A reunião teve início com a leitura e aprovação da ata da reunião anterior. Em seguida, os parlamentares deram as boas-vindas ao representante da concessionária Águas Cuiabá, o diretor Leonardo Mena, que prestou esclarecimentos sobre os investimentos realizados pela empresa no município.
Durante o encontro, foram discutidos os aportes financeiros feitos pela concessionária ao longo do ano de 2025, bem como as previsões de investimentos para o exercício de 2026. De acordo com o presidente da comissão, os esclarecimentos apresentados atenderam às demandas levantadas pelos parlamentares.

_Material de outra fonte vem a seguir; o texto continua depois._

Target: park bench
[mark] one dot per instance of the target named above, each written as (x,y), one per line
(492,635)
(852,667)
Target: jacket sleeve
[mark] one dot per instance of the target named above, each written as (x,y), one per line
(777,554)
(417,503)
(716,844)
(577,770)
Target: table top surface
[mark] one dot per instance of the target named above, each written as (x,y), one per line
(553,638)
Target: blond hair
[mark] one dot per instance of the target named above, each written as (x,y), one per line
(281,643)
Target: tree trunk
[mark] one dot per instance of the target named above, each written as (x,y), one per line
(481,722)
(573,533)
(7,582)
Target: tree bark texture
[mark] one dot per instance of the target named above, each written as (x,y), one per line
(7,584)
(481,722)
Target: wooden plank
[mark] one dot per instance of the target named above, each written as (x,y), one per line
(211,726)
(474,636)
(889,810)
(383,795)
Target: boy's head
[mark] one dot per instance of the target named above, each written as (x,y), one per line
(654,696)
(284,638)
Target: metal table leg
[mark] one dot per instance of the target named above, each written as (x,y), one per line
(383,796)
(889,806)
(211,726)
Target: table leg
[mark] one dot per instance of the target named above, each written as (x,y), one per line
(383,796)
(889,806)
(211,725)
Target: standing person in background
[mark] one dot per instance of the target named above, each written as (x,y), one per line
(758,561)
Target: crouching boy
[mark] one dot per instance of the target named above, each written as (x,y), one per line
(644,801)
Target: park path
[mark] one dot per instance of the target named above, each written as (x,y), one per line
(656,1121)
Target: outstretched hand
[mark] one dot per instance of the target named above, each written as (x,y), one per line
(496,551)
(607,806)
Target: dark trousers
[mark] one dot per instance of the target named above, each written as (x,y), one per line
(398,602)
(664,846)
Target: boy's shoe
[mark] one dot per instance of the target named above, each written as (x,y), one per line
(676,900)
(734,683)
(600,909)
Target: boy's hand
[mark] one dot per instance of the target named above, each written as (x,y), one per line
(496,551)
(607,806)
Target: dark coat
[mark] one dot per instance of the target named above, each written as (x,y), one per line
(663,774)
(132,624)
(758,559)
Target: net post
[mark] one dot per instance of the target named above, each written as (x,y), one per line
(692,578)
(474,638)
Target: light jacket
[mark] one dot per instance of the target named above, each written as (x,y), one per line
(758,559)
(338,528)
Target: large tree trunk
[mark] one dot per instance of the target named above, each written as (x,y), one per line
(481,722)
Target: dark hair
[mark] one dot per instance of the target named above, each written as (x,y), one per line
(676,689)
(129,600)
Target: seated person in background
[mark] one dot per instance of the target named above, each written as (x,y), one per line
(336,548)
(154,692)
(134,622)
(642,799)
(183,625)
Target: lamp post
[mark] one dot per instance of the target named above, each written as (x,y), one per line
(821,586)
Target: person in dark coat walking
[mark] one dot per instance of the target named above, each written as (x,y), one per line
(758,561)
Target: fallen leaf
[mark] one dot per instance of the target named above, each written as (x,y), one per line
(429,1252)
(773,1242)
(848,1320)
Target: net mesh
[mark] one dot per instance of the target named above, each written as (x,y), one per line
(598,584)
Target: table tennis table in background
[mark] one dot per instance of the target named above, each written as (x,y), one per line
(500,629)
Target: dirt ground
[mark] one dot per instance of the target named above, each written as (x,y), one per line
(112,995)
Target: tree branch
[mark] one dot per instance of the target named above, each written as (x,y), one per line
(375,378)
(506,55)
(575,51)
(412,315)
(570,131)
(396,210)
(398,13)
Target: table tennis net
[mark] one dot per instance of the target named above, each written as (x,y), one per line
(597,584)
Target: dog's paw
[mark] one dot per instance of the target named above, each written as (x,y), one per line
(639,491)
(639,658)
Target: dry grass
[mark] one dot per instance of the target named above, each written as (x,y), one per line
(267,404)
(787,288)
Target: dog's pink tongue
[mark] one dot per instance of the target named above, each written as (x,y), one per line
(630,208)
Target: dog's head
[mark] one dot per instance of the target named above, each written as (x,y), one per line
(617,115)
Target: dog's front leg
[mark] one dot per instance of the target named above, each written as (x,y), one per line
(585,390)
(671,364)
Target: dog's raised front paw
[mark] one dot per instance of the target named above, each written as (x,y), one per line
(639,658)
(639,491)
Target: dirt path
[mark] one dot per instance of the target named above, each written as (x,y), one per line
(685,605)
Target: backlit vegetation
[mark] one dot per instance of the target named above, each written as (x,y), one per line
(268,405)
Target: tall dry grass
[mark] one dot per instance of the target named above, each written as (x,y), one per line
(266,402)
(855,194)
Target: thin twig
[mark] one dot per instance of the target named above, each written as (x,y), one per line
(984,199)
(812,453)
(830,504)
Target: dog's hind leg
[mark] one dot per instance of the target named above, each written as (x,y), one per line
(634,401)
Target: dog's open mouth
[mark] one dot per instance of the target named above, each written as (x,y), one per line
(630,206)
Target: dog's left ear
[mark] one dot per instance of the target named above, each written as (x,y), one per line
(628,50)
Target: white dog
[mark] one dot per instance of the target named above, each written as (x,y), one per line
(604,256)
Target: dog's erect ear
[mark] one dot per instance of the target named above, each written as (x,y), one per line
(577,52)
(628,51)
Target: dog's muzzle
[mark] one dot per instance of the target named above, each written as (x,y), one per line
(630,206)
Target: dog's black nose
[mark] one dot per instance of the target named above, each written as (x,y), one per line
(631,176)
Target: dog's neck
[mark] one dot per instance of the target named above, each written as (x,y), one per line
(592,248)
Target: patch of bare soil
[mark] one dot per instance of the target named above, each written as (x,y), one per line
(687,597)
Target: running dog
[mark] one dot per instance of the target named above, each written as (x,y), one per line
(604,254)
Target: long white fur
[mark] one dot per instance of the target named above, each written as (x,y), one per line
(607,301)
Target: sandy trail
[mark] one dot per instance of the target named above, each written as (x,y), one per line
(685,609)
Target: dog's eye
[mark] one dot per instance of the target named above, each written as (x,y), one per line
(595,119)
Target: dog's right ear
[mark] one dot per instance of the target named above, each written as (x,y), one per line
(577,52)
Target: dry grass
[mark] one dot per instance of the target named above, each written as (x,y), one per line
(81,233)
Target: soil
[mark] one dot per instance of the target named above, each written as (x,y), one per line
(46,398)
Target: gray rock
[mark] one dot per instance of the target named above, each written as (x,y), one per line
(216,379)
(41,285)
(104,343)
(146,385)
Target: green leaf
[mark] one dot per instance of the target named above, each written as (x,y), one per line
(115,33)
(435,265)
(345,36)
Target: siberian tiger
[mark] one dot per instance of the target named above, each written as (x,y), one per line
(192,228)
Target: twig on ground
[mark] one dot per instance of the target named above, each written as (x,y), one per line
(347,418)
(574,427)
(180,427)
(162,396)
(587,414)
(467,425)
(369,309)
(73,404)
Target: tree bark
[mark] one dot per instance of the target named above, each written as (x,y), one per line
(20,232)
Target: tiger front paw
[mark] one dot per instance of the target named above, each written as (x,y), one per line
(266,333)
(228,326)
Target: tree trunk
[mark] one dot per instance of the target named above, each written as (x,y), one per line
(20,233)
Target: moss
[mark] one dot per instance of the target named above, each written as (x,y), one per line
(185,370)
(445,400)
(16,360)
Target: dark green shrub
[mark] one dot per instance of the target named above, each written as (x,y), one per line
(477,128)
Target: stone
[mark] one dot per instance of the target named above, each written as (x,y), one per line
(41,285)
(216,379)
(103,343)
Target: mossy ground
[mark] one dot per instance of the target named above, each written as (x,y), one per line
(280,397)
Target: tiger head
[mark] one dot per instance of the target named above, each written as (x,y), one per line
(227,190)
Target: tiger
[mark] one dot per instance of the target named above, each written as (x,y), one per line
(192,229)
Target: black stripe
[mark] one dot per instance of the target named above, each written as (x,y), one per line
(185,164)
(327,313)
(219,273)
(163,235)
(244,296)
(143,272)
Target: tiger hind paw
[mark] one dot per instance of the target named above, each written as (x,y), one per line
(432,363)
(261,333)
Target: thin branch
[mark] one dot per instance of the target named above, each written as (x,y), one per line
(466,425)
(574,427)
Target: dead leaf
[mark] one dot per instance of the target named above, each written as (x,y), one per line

“Nós fizemos alguns questionamentos ao Leonardo sobre os investimentos do ano passado e também sobre os valores que deverão ser aportados neste ano de 2026. Foi uma explicação bastante ampla, especialmente sobre a quantidade de redes de esgoto atualmente ligadas no município de Cuiabá, assim como aquelas que já estão executadas”, destacou o vereador Dídimo Vovô.
O presidente avaliou de forma positiva as informações repassadas, principalmente no que se refere aos investimentos previstos para a ampliação da rede de esgoto. No entanto, também alertou para os impactos da ausência dessa infraestrutura em obras de pavimentação previstas para a capital.
“Ficamos satisfeitos, principalmente, com esse oferecimento milionário, que contribui diretamente para os investimentos que a Prefeitura Municipal de Cuiabá pretende realizar neste ano, na ordem de R$ 120 milhões. Porém, existe a preocupação com a possibilidade de execução de pavimentação sem a devida implantação da rede de esgoto. Caso isso ocorra, o asfalto será feito sem essa infraestrutura essencial, o que gera grande constrangimento à população cuiabana, pois futuramente será necessário quebrar o pavimento ou as calçadas para a instalação da rede”, afirmou Dídimo.